Corporation tax is currently at the level that can generate most revenue for the economy and this must be protected in the face of growing international competition, the Enterprise Strategy Group has concluded.
The group recommends that the Government should reiterate its commitment to the 12.5 per cent corporation tax rate so that the Republic's appeal as an investment location remains clear.
The current level of corporation tax is the "revenue-maximising rate" for the economy, the group believes. "We now require certainty about a continuing low tax regime," the group advises in its report, Ahead of the Curve.
This is particularly necessary, according to the report, because a number of competing nations are moving towards lower corporation tax rates.
The report points out that Switzerland and five of the 10 member-states that joined the EU in May have recently proposed or passed tax-cutting legislation.
Competition on the inward investment front is also developing in states outside Europe, such as Singapore, Puerto Rico and China, which have very low tax rates.
The Enterprise Strategy Group has also called for the system of charging VAT on e-commerce transactions to be changed to make Irish web-based businesses more competitive.
The Republic currently charges VAT at 21 per cent on business-to-consumer (B2C) transactions over the internet. This is one of the highest in Europe, leaving Irish suppliers at a "significant competitive disadvantage in the B2C market", according to the strategy group.
The report recommends that the Government push the EU to change VAT rules so that the tax could be applied at the standard rate in application where the customer lives, rather than where the product is sold.
As well as affecting indigenous companies, this makes Ireland less attractive to foreign firms that sell products such as music and software delivery over the web, according to the group.
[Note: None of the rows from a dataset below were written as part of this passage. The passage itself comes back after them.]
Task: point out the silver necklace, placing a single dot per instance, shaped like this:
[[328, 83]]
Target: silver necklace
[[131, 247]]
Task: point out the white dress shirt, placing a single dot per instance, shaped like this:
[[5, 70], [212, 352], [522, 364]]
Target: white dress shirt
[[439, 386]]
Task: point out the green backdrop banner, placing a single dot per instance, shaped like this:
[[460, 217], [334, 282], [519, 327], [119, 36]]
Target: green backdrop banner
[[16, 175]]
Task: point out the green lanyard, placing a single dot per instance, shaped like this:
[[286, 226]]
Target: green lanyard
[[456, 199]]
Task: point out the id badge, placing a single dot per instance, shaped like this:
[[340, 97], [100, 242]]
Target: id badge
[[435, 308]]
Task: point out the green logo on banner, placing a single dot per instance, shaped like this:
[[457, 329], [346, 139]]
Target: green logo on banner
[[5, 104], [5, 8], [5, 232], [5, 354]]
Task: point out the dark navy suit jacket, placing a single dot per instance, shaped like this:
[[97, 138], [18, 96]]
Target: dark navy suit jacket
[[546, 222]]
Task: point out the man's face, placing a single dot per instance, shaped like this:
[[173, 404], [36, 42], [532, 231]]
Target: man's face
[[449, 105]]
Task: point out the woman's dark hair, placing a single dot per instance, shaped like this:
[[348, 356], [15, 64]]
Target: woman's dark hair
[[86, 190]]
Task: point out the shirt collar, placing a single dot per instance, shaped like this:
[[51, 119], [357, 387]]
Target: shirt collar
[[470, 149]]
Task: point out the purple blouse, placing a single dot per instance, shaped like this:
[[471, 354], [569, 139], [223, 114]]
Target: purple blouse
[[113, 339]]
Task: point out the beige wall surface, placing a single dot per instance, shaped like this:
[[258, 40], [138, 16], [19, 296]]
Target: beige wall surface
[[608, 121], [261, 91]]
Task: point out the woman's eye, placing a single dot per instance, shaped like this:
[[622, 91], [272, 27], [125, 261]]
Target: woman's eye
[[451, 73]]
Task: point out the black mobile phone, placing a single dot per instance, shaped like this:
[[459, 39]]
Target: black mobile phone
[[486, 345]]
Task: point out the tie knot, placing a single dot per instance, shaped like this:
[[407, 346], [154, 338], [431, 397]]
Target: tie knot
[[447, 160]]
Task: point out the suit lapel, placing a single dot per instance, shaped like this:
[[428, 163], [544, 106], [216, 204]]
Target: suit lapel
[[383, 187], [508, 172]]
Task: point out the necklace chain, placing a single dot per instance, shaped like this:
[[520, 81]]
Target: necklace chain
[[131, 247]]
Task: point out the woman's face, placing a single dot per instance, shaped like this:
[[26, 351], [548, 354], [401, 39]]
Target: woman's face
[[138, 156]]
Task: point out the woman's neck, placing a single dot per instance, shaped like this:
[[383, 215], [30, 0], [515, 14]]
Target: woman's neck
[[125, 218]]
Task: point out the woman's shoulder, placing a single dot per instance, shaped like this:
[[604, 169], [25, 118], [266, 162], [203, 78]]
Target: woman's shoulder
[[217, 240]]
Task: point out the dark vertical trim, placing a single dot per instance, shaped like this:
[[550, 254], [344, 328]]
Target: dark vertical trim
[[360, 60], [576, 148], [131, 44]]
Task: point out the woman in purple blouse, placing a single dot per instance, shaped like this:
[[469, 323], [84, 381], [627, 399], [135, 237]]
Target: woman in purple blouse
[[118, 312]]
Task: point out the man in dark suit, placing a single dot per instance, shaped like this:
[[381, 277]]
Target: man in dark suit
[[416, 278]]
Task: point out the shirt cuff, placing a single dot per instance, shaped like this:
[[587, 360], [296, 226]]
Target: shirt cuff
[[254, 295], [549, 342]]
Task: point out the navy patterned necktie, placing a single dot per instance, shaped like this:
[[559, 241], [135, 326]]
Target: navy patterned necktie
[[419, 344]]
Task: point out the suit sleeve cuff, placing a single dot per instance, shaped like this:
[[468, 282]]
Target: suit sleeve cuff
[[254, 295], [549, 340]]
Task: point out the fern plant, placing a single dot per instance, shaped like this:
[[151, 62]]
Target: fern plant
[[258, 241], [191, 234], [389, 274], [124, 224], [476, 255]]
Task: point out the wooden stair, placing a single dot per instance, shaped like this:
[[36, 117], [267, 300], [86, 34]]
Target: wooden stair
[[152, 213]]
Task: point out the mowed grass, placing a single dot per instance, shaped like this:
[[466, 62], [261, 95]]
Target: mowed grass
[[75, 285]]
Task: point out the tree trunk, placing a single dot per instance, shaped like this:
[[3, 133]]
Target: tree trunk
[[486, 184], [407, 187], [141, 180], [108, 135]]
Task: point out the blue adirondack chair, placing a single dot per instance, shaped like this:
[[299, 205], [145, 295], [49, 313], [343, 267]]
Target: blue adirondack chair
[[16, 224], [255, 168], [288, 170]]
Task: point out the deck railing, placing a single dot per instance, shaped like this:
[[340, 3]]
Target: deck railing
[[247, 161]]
The advice on VAT was welcomed by ICT Ireland, the IBEC association representing IT companies, which said such a move would create a level playing field in a market expected to be worth €200 billion by 2006.
The Enterprise Strategy Group goes on to recommend that a 20 per cent tax credit for research and development (R&D) introduced after last year's Budget be monitored to ensure their effectiveness.
The credits are currently only available for "incremental" R&D rather than research that was already being undertaken before last year.
The group also advises that carbon taxes, due to be introduced as part of the Kyoto Protocol, should be introduced at a low level, with an increase possible at a later date if necessary.
The group recommends that the tax should be applied to all business sectors, so that each can contribute "proportionally" to the reduction of emissions.